Authors: Kim, Jong Heon; Campbell, Bruce; Mahoney, Noreen; Chan, Kathleen - Kathy; Molyneux, Russell; BALAJEE, ARUNMOZHI - Centers For Disease Control And Prevention (CDC) - United States

Submitted to: Fungal Biology
Publication Type: Peer Reviewed Journal
Publication Acceptance Date: 7/6/2010
Publication Date: 10/6/2010
Citation: Kim, J.H., Campbell, B.C., Mahoney, N.E., Chan, K.L., Molyneux, R.J., Balajee, A. 2010. Augmenting the activity of antifungal agents against aspergilli using structural analogues of benzoic acid as chemosensitizing agents. Fungal Biology. 114:817-824.

Interpretive Summary: Certain types of fungi can cause serious diseases of humans. One group of fungi called aspergilli can infect the human lung and spread to other organs of the body. This disease is aspergillosis, and is mainly a problem of people who live in agrarian places. The disease is highly invasive and incapacitating, and frequently fatal. In order to combat this disease, doctors often prescribe certain drugs. However, these drugs, in themselves, have a number of unpleasant side-effects and can make the patient feel quite sick. ARS scientists, in partnership with a scientist from the CDC, have developed a way of making these antifungal drugs more effective while also lowering the dose. The new technique is called chemosensitization, where small amounts of a safe natural compound are used to disrupt the ability of the fungi to respond protectively to drug treatment. This finding could have a major impact on how patients are treated for aspergillosis and other fungal diseases.

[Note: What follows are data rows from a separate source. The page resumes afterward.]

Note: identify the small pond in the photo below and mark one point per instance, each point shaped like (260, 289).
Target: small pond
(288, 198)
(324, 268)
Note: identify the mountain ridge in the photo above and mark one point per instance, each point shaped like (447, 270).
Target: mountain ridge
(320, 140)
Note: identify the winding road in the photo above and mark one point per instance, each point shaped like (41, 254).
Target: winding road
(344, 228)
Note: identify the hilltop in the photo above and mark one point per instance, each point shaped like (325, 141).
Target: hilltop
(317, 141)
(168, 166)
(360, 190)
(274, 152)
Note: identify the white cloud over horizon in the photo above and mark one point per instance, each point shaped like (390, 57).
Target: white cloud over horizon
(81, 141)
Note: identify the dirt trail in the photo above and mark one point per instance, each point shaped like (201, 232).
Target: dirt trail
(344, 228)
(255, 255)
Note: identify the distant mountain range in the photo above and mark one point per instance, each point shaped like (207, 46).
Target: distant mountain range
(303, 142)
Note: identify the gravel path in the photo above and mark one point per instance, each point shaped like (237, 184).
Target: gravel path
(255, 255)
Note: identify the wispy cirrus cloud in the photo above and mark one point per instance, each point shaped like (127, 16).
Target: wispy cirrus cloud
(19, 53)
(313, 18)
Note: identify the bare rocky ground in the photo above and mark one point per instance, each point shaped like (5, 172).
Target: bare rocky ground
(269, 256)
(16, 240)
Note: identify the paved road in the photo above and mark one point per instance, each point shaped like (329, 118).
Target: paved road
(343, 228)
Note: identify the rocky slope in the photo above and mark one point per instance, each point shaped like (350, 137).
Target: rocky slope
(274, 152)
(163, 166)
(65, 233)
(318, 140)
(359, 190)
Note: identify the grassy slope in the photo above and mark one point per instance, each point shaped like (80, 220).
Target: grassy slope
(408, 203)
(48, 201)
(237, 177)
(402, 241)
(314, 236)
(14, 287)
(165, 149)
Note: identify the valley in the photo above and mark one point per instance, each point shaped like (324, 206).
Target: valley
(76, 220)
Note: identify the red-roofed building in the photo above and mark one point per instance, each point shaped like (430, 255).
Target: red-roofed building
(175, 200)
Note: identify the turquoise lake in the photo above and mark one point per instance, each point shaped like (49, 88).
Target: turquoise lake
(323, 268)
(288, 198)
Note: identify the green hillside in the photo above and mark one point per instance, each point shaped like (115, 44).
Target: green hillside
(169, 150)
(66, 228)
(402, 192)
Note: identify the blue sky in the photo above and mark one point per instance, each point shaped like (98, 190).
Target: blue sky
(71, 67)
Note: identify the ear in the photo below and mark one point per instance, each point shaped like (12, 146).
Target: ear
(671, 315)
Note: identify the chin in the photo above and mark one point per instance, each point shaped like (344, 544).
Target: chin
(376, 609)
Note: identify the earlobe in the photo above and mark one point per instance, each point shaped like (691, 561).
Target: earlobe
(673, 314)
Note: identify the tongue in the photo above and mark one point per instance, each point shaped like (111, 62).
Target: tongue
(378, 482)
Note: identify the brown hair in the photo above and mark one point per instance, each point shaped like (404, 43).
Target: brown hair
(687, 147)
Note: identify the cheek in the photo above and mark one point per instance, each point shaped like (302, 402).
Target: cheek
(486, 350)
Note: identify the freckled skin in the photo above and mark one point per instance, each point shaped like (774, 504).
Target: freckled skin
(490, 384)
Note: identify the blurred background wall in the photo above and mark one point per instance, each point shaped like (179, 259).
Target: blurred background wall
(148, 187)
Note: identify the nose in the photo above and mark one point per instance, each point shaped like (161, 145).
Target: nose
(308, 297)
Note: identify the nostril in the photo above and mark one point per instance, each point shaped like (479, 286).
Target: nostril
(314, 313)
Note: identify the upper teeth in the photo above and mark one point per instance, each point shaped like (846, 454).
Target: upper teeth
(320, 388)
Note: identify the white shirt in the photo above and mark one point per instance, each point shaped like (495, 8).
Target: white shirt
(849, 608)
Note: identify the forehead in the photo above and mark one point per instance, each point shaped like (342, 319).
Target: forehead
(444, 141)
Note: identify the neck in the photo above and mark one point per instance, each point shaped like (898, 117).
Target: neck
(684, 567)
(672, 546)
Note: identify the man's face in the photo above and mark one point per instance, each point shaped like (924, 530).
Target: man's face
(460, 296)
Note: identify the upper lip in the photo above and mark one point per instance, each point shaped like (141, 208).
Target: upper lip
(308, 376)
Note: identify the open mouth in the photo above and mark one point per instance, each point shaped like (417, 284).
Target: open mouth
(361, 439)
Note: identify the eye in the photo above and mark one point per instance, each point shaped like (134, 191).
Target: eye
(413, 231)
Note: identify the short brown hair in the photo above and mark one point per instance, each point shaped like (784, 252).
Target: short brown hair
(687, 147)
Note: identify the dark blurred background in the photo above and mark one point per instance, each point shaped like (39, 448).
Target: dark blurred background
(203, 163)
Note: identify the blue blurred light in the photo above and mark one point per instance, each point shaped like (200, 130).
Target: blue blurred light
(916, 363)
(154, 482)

Technical Abstract: Several benzoic acid analogs showed antifungal activity against strains of Aspergillus flavus, A. fumigatus and A. terreus, causative agents of human aspergillosis. Structure-activity analysis revealed that antifungal activities of benzoic and gallic acids increased by addition of a methyl, methoxyl or chloro group at position 4 of the aromatic ring, or by esterification of the carboxylic acid with an alkyl group, respectively. Thymol, a natural phenolic compound, was a potent chemosensitizing agent when co-applied with the antifungal drugs fluconazole and ketoconazole. The thymol-azole drug combination achieved complete inhibition of fungal growth at dosages 1000 times lower than the drugs, alone. Co-applications of thymol with selected benzo analogs also resulted in chemosensitization, wherein fungal growth was completely inhibited at lower dosages. Use of two mitogen-activated protein kinase (MAPK) mutants of A. fumigatus, sakA' and mpkC', having deleted genes in the oxidative stress response pathway, indicated antifungal and/or chemosensitization activity of the benzo analogs was by disruption of oxidative stress response. The results showed both these genes play overlapping roles in the MAPK system in this fungus. The potential of safe, natural compounds to serve as chemosensitizing agents to augment efficacy of commercial antifungal agents is discussed.